It was a busy and emotional time this past week as our daughter Aliyah graduated from Lloydminster’s Comprehensive High School. We’re very proud of her, as I know all other parents are equally proud of their sons and daughters. Each graduate has worked hard to reach this pinnacle of achievement.
The school staff, parent committees and volunteers in communities across Canada also worked hard to create special graduation events, under difficult circumstances, so that the kids would have memories to treasure for a lifetime. We’re all very grateful to them.
It was an exciting time to be sure, and although my son Justin, oldest daughter Rebecca and I were a snug fit in our small car’s back seat, we happily watched as Aliyah received her diploma and participated in the grand march.

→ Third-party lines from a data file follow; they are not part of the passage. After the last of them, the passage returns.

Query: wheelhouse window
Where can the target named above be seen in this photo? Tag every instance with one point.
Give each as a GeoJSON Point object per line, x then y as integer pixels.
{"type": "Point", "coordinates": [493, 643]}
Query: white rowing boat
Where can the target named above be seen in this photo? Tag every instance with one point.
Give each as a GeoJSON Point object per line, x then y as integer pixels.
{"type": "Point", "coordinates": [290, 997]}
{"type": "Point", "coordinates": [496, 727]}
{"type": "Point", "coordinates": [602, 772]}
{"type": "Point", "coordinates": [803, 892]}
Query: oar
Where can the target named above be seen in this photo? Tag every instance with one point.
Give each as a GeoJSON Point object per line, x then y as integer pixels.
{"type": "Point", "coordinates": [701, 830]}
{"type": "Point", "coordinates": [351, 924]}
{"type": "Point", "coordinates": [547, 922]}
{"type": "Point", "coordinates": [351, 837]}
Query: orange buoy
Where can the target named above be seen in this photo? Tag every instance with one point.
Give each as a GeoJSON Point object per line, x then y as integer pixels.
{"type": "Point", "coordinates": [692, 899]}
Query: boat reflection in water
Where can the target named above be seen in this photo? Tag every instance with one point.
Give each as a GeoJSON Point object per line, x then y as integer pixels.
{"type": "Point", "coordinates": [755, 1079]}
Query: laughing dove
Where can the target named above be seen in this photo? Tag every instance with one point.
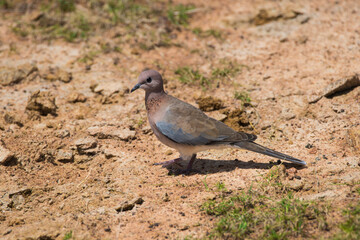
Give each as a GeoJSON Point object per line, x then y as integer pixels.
{"type": "Point", "coordinates": [186, 128]}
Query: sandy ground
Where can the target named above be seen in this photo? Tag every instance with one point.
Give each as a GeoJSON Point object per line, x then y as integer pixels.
{"type": "Point", "coordinates": [77, 162]}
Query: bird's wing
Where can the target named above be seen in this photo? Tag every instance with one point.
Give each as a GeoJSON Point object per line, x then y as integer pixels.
{"type": "Point", "coordinates": [185, 124]}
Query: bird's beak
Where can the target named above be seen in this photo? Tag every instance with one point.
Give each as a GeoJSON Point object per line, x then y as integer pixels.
{"type": "Point", "coordinates": [137, 86]}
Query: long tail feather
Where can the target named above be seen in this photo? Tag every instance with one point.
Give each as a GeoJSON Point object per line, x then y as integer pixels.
{"type": "Point", "coordinates": [266, 151]}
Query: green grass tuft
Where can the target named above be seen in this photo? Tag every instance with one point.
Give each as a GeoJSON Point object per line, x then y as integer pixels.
{"type": "Point", "coordinates": [179, 14]}
{"type": "Point", "coordinates": [207, 33]}
{"type": "Point", "coordinates": [66, 5]}
{"type": "Point", "coordinates": [250, 214]}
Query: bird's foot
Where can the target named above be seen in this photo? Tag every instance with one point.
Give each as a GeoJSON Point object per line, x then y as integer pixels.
{"type": "Point", "coordinates": [168, 163]}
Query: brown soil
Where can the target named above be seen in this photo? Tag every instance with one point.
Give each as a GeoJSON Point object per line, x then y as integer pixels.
{"type": "Point", "coordinates": [79, 151]}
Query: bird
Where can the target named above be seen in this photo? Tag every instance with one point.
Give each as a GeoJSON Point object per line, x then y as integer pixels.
{"type": "Point", "coordinates": [189, 130]}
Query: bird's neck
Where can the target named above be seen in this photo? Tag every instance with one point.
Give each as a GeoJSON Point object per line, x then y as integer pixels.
{"type": "Point", "coordinates": [153, 100]}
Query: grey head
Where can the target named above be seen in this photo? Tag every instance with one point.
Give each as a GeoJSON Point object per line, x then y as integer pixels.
{"type": "Point", "coordinates": [150, 81]}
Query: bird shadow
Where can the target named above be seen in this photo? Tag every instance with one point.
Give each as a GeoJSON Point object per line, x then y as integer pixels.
{"type": "Point", "coordinates": [209, 166]}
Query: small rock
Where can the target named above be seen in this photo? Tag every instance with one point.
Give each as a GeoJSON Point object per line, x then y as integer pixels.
{"type": "Point", "coordinates": [129, 205]}
{"type": "Point", "coordinates": [64, 156]}
{"type": "Point", "coordinates": [54, 74]}
{"type": "Point", "coordinates": [352, 161]}
{"type": "Point", "coordinates": [42, 102]}
{"type": "Point", "coordinates": [111, 151]}
{"type": "Point", "coordinates": [208, 104]}
{"type": "Point", "coordinates": [287, 114]}
{"type": "Point", "coordinates": [75, 97]}
{"type": "Point", "coordinates": [168, 152]}
{"type": "Point", "coordinates": [309, 145]}
{"type": "Point", "coordinates": [314, 98]}
{"type": "Point", "coordinates": [329, 194]}
{"type": "Point", "coordinates": [84, 144]}
{"type": "Point", "coordinates": [10, 76]}
{"type": "Point", "coordinates": [5, 155]}
{"type": "Point", "coordinates": [146, 129]}
{"type": "Point", "coordinates": [217, 115]}
{"type": "Point", "coordinates": [62, 133]}
{"type": "Point", "coordinates": [166, 198]}
{"type": "Point", "coordinates": [106, 132]}
{"type": "Point", "coordinates": [353, 138]}
{"type": "Point", "coordinates": [295, 185]}
{"type": "Point", "coordinates": [13, 119]}
{"type": "Point", "coordinates": [342, 85]}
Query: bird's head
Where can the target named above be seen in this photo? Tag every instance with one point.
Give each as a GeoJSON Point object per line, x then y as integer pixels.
{"type": "Point", "coordinates": [150, 81]}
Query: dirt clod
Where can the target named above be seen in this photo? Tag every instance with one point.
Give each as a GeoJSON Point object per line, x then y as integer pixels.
{"type": "Point", "coordinates": [10, 76]}
{"type": "Point", "coordinates": [75, 97]}
{"type": "Point", "coordinates": [129, 205]}
{"type": "Point", "coordinates": [341, 85]}
{"type": "Point", "coordinates": [353, 138]}
{"type": "Point", "coordinates": [237, 119]}
{"type": "Point", "coordinates": [108, 132]}
{"type": "Point", "coordinates": [42, 102]}
{"type": "Point", "coordinates": [5, 155]}
{"type": "Point", "coordinates": [64, 156]}
{"type": "Point", "coordinates": [84, 144]}
{"type": "Point", "coordinates": [57, 74]}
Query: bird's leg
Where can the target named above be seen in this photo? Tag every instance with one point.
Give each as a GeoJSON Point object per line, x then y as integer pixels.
{"type": "Point", "coordinates": [191, 162]}
{"type": "Point", "coordinates": [167, 163]}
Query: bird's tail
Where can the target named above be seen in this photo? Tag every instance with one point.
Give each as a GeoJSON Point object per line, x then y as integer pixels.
{"type": "Point", "coordinates": [266, 151]}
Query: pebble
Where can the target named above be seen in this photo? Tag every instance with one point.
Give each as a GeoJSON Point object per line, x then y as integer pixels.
{"type": "Point", "coordinates": [129, 205]}
{"type": "Point", "coordinates": [5, 155]}
{"type": "Point", "coordinates": [106, 132]}
{"type": "Point", "coordinates": [42, 102]}
{"type": "Point", "coordinates": [83, 144]}
{"type": "Point", "coordinates": [64, 156]}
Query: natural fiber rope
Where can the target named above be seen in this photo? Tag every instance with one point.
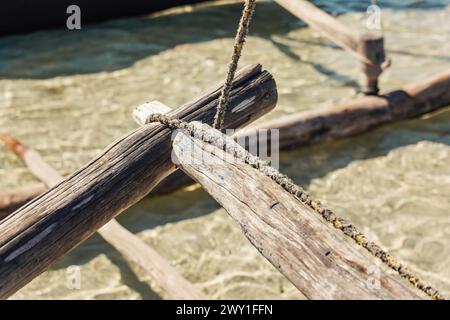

Granted, once Justin, who had been waiting outside his home to be picked up for this event, clambered into the car, the atmosphere in our vehicle became somewhat suffocating, due to his absent-minded indulgence of a clump of chives that grow near his front step.
Who does that?
Whatever would possess someone to chomp down a fistful of green onions prior to sitting thigh to thigh with family members who are forced to share the same air with you for the better part of three hours?
Although they weren’t present at the time, I blame my two red-neck uncles for Justin’s lapse in judgement. They taught my children from an early age to enjoy such atrocities as peanut butter and onion sandwiches. Anyway, not even onions, or the residual breath thereof, could dampen our spirits on this momentous day.
Until we got home that was. Aliyah’s sparkly dress was hung back in its protective bag, Rebecca did her laundry, Justin went home to brush his teeth (I hope), my husband began trimming his toenails, and I dealt with a nasty mealybug infestation.
Talk about a rude jolt back to reality.
I didn’t even know several of my plants were infected with the dastardly insect until a friend texted to inform me that the hoya I’d cheerfully given for her birthday, was diseased. She warned me to check the others.
Have you ever laid eyes on a mealybug? They are horrid. It took me three hours with dish soap, Q-tips and a washcloth to clean them off my plants, and each subsequent day begins with a frantic search through the foliage for more. For several nights thereafter, the bloody things even crept through my dreams. I couldn’t get a wink of sleep as I wielded an enormous Q-tip dipped in coffee, (don’t ask) to battle a group of enormous mealybugs that slunk through the flower bed leaving their foul, white residue on my petunias, and then moved on to suck the life out of my leafy greens.
To be honest, I now have mealybugs on the brain and see them everywhere I look! I even caught myself closely examining a plastic plant in Walmart for the sinister creatures. I have to admit that some form of therapeutic intervention may be needed in order to put this whole unpleasant interlude behind me.
In any case, I must come back to the original point before things take another ugly turn and I get started on my wood tick rant. Onions and mealybugs are quite enough for one day.
Congratulations to all graduates everywhere! You deserve our praise.